Combining semiconductor-based sequencing with amplicon-based cancer gene panels: A rapid next-gen approach to clinical cancer genotyping.

Abstract

10591 Background: Bringing next-gen sequencing into clinical (CLIA-licensed) laboratories is an important step in the advancement of personalized cancer care. We have validated a new sequencing approach on the Ion Torrent (IT) PGM using the AmpliSeq Cancer Panel, which covers hotspot regions across 46 commonly mutated cancer genes. Methods: The AmpliSeq panel is comprised of 190 primer pairs that are co-amplified in a single tube to generate amplicons for sequencing. In our testing only 10ng of input DNA was used. Initial PCR was for 20 cycles, after which the amplicons were ligated with sequencing/barcode adapters, amplified for an additional 7 cycles, and then subjected to emulsion PCR. The resulting nanospheres were sequenced on an IT 316 chip.
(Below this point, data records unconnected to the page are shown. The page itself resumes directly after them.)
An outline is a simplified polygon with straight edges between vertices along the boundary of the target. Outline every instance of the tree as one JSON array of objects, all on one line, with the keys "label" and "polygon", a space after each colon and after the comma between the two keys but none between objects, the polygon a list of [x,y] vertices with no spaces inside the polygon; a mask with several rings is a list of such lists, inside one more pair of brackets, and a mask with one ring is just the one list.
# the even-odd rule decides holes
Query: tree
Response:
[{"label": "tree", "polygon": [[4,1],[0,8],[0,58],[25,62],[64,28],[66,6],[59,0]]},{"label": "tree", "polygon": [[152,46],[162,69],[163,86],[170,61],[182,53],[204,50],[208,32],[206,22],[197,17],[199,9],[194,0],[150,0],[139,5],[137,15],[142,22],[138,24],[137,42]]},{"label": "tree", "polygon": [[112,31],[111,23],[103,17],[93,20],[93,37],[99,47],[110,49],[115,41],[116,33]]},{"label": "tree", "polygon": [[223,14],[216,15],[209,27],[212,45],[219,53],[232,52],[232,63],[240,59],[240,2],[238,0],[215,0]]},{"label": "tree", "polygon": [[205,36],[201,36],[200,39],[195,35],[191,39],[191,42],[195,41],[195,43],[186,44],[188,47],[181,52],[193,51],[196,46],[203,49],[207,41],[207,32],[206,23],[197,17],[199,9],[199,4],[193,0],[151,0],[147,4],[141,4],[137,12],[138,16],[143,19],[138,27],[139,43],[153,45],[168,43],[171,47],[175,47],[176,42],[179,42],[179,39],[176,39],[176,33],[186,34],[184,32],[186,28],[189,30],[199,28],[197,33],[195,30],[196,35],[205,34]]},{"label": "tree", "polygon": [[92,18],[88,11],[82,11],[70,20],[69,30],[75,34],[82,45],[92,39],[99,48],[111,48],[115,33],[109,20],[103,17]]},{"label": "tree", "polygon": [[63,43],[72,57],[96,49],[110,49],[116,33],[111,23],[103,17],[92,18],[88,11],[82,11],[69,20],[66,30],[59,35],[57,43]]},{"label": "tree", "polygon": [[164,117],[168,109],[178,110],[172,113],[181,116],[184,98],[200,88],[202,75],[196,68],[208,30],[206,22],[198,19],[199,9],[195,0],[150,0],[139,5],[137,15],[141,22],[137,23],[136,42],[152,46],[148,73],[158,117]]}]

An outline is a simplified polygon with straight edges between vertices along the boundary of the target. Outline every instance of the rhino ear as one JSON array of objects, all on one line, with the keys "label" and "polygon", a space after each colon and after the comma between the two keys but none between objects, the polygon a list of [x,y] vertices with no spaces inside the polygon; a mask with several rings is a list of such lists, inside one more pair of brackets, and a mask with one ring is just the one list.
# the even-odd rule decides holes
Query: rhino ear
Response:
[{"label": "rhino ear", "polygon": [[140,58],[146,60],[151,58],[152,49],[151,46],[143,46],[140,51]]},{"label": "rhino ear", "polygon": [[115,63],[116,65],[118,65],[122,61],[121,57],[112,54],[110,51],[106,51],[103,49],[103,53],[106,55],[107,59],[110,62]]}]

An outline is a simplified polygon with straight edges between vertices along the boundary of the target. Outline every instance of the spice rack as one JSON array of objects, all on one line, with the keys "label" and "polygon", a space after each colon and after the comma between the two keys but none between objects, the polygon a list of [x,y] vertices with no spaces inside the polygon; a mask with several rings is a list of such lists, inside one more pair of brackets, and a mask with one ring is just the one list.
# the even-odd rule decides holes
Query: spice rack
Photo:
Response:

Results: We sequenced 44 samples of FFPE-derived tumor DNA that were previously genotyped on a mass spectroscopy (MS)-based panel. Samples were barcoded and sequenced in batches of 4, yielding an average of 2034 reads per amplicon (range: 95-5162) and an average read length of 76bp. Overall, 95.4% of reads were on target, and 79% of reads were AQ20 or better; 95% of the 190 amplicons had over 500 reads. All 42 known point mutations were accurately identified by the variant caller software. Seventeen in/dels from 4 to 63 bp in length were at least partially visible upon manual inspection of the read alignments, but some were not accurately called by the software. In addition, 22 new mutations were identified in gene regions not covered on our MS-based panel. We demonstrated sensitivity to the level of 5% mutant allele, and the correlation between allelic ratios measured by MS and IT sequencing was excellent (r2=0.81). Two DNA samples from laser-captured tumor worked well with the AmpliSeq Panel. Conclusions: Combining solid-state sequencing with a highly multiplexed PCR method for library construction is a rapid (48 hr) approach for next-gen sequencing of clinical cancer samples. The process is highly scalable and larger, cancer-specific amplicon panels are in development. Automated identification of in/dels remains a challenge in next-gen sequencing output.